Show Abstract | Download Original | Original Source | Check in Google Scholar | DOI: 10.24198/kumawula.v7i2.51966

Abstract

Green Economy adalah suatu gagasan ekonomi yang bertujuan untuk meningkatkan kesejahteraan dan kesetaraan sosial masyarakat, sekaligus mengurangi risiko kerusakan lingkungan secara signifikan. Program ini sedang digalangkan pemerintah sebagai bentuk adaptasi dan mitigasi terhadap dampak perubahan iklim. Sampah rumah tangga merupakan masalah yang dihadapi oleh masyarakat.
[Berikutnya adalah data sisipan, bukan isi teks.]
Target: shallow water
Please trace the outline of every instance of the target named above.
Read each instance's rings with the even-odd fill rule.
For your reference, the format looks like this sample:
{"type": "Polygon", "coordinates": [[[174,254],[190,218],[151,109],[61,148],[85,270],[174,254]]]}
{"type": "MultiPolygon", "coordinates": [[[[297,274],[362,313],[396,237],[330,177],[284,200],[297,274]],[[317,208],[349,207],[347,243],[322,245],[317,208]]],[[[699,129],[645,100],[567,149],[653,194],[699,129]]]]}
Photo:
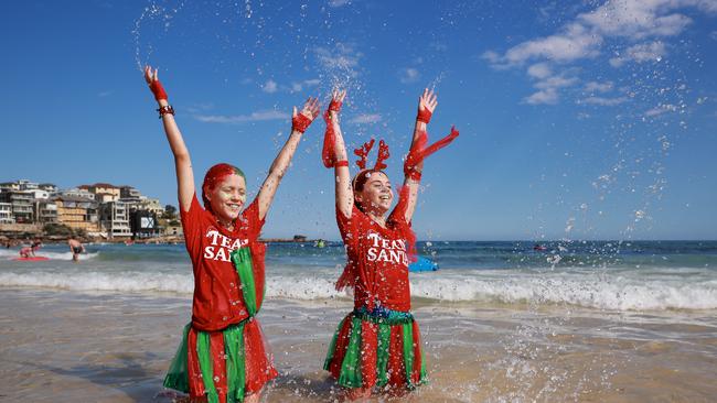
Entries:
{"type": "MultiPolygon", "coordinates": [[[[171,402],[176,395],[161,382],[190,304],[185,295],[4,288],[0,396],[171,402]]],[[[336,299],[266,302],[259,318],[281,375],[265,401],[336,399],[321,364],[350,308],[336,299]]],[[[430,384],[405,401],[713,401],[716,314],[418,306],[430,384]]]]}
Pembuangan sampah rumah tangga yang tidak benar dapat berkontribusi pada meningkatnya pemanasan global yang berakibat pada perubahan iklim. Padahal, sampah rumah tangga jika dikelola dengan benar selain dapat mengurangi pemanasan global dapat juga mempunyai nilai ekonomi/bisnis bagi rumah tangga. Perempuan mempunyai peranan penting sebagai penggerak ekonomi keluarga yang membutuhkan pendampingan. Salah satunya dengan mengadakan penyuluhan hukum dan praktik pengolahan sampah rumah tangga. Penyuluhan hukum akan dilakukan pada kelompok masyarakat dalam hal ini kepada kaum perempuan yang pengetahuan hukumnya masih rendah dan sering melakukan hubungan hukum dalam kegiatannya. Kelompok masyarakat tersebut adalah kaum perempuan yang tergabung dalam Pembinaan Kesejahteraan Keluarga (PKK) Desa Ponggang, Kabupaten Subang. Peningkatan pengetahuan terhadap  komunitas ini diharapkan membantu wawasan mereka bagaimana meminimalkan sampah dan mengolah sampah sehingga bernilai ekonomi, bagaimana standar barang untuk diperdagangkan dalam tingkat global, bagaimana isu lingkungan terkait hak kekayaan intelektual (HKI), bagaimana dengan kewajiban terkait perpajakan dan perlindungan terhadap konsumen, dan hal-hal praktis lainnya dianggap perlu untuk memperkuat wawasan kelompok ini.